For our first family hike post-lockdown we took to the Mournes for an epic 3-peak adventure. We planned out our route the night before and hit the trails with plenty of enthusiasm and rucksacks jam-packed with snacks, sun screen and water, knowing full well that our ambitions would need a positive mental attitude and lots of good fuel to keep us going. We hadn’t been hiking as a family for around 4 months and weren’t quite sure how we would fare; our minds were definitely willing but the bodies hadn’t been quite so active as we are accustomed to and we wondered if we might struggle a little!
Naturally, the first half-hour of trekking uphill was accompanied by much puffing and panting as well as plenty of pauses to catch our breath and take a sip of water. Surprisingly though, there wasn’t a single moment of moaning, merely the odd comment about how unfit we were feeling, and onwards we journeyed, buzzing to be back in one of our favourite spots together and eager to reach the summits of Meelbeg, Bearnagh and Meelmore.
Once Slieve Bearnagh was within sight there was no stopping us, looking magnificent and inviting from the summit of Meelbeg we descended into the valley, where we paused for half an hour to enjoy a little sheltered sweet spot out of the breeze, have lunch and take in the views. Hidden on the slopes among the rocks we were able to relax awhile undisturbed and chatted about how great it felt to be back in the hills doing the thing we love.
Once refuelled we were ready to get moving again and followed the trail downwards to the base of Bearnagh and then followed the zigzag trail around the side of the mountain before climbing the final steep section to the majestic summit. I always describe Bearnagh as the jewel in the crown of the Mournes and once back on top of the rocky peak it’s not hard to remember why – it is a beautiful place to stand and appreciate the far-reaching views and simply be alive and in the moment.
The rocky torrs are great to spend a little time exploring if it’s not too windy and of course the ideal location to capture a few impressive snapshots.
We then followed the extremely steep slope back down to the base of Bearnagh alongside the Mourne Wall. This section is a lot of fun but must be taken slowly as it is quite crumbly and slippery in places. Once at the foot of the mountain we caught our breaths once more and looked back up from where we had come, amazed at the sharp incline we had just descended.

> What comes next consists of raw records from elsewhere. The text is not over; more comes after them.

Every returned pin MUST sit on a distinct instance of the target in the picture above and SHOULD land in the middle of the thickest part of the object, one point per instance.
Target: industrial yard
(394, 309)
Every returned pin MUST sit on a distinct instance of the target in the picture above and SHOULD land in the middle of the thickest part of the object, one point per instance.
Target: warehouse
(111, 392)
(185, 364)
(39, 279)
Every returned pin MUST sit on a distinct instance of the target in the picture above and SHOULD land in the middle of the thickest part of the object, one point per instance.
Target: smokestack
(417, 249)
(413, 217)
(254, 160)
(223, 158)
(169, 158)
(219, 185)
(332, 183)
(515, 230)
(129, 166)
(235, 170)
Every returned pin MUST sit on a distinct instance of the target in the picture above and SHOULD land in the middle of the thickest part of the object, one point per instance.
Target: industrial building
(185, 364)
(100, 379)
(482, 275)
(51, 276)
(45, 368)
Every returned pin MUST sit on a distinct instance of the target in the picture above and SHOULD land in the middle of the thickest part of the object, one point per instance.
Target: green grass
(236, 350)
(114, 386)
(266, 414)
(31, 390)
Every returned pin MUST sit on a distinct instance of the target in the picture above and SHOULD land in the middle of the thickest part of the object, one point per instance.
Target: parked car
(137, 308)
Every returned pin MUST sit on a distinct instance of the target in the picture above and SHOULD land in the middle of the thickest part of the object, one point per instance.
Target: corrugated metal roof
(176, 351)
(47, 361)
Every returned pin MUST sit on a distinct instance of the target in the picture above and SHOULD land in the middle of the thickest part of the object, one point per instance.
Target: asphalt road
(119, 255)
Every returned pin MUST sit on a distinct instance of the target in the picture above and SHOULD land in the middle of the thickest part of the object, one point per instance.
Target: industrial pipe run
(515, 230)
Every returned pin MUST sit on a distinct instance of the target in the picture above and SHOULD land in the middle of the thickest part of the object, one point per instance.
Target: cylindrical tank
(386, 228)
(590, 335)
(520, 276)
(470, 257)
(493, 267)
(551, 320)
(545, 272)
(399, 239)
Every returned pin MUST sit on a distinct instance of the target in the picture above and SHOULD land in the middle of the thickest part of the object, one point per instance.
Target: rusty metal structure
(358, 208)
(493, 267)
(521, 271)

We then continued alongside the wall up the side of Meelmore, turning every now and then to look back at Bearnagh, her sharp and fierce beauty seeming to become more apparent as we climbed her neighbour. We collectively agreed that our legs were definitely beginning to feel the exertion now and the chit chat simmered down into a contented hush as we made our way to the final summit of the day – Slieve Meelmore.
Here we stopped to have a cuppa and look back across the landscape we had just traversed – it never ceases to amaze me what my kids are capable of and their adventurous spirit is inspiring. As a family we have been hiking regularly for over 10 years now and we simply love it – the time together, the challenges, the views, learning and increasing our skills together in beautiful wild settings – I feel incredibly grateful as we snuggle up alongside the Mourne Wall, sipping hot drinks, exhausted but fulfilled, and I make a mental note of the abundant joy I feel right in that second. I look at my 3 boys as they talk about the day and know that these experiences will last them well into adulthood, that the resilience and determination mountains encourage can never be taught in a classroom – hills are the ultimate wild education!
We tackle the final downward slope, by now ready to kick-off our muddy boots and stinky socks and offload our backpacks. A final hop across the stream and we are back at the car park feeling wonderfully weary and ready for a bag of chips by the seaside! A 3-peak hike definitely deserves a little reward I think, don’t you?!